The idea had already occurred to him. Galen bit his thumbnail in thought—a habit his mother had tried and failed to break him of. “I confess, when I thought of the Royal Society, I was considering astronomers more than anything. But I’m not certain they can do much for us; it seems unlikely there’s any effective way to trap the Dragon upon its comet. Which means we are looking for some means to defeat it on the ground. Dr. Andrews is a physician, and also perhaps something of a chemist—well, intellectual men learn about all kinds of things, and I imagine he’s no different. His primary learning, however, is in medicine.”

The Queen folded her fan one stick at a time, fingers trailing over the edge. “It would not be the first time a physician’s been of use to us.
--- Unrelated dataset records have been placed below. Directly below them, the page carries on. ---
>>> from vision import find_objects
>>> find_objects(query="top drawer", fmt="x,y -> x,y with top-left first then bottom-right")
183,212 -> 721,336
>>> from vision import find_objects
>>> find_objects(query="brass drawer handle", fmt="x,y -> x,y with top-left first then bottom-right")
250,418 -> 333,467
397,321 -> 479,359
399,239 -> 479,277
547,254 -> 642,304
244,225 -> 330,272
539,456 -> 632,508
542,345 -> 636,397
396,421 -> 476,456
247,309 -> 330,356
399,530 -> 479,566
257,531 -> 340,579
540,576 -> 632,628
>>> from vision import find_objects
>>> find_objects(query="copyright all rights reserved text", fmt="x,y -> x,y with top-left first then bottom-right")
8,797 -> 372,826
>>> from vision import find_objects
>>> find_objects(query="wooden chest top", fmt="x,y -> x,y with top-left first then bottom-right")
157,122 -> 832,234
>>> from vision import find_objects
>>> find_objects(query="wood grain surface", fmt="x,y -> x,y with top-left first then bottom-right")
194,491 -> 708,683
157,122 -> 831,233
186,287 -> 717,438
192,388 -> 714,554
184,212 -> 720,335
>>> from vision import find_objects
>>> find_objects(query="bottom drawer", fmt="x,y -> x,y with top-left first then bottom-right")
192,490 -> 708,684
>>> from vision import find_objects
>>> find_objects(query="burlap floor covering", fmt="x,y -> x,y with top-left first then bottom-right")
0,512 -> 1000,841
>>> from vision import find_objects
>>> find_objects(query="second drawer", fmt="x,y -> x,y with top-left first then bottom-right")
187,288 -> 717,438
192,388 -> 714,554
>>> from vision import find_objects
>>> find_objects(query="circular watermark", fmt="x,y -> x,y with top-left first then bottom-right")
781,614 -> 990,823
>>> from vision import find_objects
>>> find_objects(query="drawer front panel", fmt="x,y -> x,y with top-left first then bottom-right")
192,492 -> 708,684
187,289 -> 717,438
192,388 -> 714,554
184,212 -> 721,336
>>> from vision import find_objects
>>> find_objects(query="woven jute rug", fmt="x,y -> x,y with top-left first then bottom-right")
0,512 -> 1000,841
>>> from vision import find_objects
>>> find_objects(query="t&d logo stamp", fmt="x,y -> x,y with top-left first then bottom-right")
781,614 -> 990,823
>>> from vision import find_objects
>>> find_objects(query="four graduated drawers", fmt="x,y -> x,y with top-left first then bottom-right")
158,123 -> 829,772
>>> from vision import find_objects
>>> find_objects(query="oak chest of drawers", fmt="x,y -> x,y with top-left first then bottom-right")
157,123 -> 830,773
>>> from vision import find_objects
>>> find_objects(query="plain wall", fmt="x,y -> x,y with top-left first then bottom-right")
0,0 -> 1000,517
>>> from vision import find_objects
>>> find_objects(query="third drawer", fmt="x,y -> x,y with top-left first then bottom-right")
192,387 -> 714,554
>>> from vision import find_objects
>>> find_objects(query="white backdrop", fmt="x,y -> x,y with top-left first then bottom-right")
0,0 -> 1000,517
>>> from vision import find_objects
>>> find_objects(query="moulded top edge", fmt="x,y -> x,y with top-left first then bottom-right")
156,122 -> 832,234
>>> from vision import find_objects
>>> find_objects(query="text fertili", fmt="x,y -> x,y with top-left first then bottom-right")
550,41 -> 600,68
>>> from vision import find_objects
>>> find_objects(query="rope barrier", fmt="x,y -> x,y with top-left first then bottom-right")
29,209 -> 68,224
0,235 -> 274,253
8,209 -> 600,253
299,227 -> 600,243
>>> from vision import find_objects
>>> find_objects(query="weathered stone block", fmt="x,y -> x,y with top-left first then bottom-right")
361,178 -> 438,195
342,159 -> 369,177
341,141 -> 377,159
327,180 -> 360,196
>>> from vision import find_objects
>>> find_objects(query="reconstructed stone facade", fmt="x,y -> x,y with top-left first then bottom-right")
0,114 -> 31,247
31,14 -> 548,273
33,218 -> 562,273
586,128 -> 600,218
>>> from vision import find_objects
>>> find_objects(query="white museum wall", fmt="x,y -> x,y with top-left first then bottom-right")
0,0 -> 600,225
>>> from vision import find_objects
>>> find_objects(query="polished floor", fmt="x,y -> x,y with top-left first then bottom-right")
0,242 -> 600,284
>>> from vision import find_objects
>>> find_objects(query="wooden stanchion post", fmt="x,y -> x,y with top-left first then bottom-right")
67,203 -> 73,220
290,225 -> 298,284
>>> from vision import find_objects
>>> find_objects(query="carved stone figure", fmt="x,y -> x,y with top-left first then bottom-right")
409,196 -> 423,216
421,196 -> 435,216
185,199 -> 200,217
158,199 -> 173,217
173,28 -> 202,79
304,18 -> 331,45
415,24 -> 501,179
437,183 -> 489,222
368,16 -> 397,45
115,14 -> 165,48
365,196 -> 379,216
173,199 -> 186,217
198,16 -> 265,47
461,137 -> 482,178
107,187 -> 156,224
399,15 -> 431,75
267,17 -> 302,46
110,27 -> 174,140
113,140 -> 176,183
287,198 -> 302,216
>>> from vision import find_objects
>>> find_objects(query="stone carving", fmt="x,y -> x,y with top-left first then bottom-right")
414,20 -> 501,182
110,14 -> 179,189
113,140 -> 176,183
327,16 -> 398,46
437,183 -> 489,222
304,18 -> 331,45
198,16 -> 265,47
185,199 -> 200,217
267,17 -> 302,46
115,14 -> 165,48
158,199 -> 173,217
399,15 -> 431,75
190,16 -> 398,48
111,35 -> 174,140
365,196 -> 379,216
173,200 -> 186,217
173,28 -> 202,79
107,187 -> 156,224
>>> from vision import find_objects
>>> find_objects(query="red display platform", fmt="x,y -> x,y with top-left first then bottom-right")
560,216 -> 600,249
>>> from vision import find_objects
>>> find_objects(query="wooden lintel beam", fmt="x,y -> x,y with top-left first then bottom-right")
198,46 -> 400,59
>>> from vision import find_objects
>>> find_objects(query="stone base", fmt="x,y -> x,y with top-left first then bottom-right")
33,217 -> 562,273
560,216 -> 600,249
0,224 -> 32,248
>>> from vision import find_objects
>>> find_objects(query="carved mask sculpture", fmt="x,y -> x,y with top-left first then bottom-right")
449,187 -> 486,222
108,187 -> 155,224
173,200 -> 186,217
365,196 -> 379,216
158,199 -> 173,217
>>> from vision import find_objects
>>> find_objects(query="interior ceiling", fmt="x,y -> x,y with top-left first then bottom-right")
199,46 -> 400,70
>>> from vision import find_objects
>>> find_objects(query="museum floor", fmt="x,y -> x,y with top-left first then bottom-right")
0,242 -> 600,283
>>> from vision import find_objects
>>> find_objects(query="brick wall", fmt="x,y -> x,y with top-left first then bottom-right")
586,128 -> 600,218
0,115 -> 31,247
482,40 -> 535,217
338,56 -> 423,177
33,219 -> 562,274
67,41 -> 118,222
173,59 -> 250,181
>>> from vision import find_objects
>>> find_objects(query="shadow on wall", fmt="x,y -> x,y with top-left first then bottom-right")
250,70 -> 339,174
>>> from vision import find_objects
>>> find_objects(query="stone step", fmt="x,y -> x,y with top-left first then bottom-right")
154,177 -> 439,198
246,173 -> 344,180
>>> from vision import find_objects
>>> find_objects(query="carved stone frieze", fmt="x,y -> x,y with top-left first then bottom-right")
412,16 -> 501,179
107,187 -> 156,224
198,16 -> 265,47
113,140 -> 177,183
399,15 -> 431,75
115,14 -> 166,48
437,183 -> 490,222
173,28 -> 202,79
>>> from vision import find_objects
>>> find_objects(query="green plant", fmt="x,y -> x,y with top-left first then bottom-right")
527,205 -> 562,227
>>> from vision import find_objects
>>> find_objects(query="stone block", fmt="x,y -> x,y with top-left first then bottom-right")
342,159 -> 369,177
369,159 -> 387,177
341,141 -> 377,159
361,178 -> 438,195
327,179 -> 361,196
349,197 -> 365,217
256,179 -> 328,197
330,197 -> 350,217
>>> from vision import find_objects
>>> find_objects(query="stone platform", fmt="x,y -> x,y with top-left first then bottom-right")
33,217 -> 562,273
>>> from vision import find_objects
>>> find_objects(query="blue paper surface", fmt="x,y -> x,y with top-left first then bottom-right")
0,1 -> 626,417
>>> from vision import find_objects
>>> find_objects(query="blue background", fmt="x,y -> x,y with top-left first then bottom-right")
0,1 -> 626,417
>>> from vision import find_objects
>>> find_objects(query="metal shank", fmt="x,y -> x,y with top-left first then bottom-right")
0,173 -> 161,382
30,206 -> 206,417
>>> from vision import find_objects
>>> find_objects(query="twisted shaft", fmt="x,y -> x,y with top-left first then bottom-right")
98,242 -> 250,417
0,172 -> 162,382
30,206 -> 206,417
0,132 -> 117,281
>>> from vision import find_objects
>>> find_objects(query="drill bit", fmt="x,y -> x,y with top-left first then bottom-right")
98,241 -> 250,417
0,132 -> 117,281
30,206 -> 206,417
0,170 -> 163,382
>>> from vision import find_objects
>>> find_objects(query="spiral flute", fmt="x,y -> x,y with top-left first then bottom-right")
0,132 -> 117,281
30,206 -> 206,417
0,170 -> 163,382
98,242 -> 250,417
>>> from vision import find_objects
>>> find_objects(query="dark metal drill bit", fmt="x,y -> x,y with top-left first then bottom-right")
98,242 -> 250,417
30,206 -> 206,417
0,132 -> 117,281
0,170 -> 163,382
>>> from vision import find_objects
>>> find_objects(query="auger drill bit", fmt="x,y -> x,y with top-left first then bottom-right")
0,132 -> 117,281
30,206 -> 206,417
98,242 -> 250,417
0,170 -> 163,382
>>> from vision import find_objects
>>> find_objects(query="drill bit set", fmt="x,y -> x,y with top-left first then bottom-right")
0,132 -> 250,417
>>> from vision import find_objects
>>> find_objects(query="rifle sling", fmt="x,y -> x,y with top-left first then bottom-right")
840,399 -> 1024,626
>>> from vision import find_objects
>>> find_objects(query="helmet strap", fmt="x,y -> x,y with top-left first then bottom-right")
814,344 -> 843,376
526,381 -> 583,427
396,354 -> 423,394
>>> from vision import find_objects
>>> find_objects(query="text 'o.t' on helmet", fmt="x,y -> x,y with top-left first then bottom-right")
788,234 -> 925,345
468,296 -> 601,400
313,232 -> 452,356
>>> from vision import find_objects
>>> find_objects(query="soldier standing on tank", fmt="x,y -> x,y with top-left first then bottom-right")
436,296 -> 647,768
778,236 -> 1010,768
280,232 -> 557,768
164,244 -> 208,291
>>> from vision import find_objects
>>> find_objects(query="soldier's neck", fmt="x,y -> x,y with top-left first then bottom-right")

My preference, I admit, would be to kill the Dragon; at this point it seems the only way to ensure it never troubles us again. And perhaps this Dr. Andrews might know something that could help.”

“He seemed pretty clever, madam,” Irrith said, with a curtsy that proved she did not often wear so elegant a dress. “And he knows about all kinds of strange things.”

“I will try, madam,” Galen promised the Queen. Visions danced before his mind’s eye: a gathering of fae, like a second Royal Society, and himself standing before them, presenting a scientific plan for the slaying of the Dragon. He would never be able to ride at it in armor, lance in hand, like a hero of old—but this, he could do.

And then Lune would look at him, and those silver eyes would warm, and then—

Irrith was watching him. Suddenly afraid that his thoughts were showing on his face, Galen blushed and took his leave. Dreams of heroism did no one any good if he did not put them to action.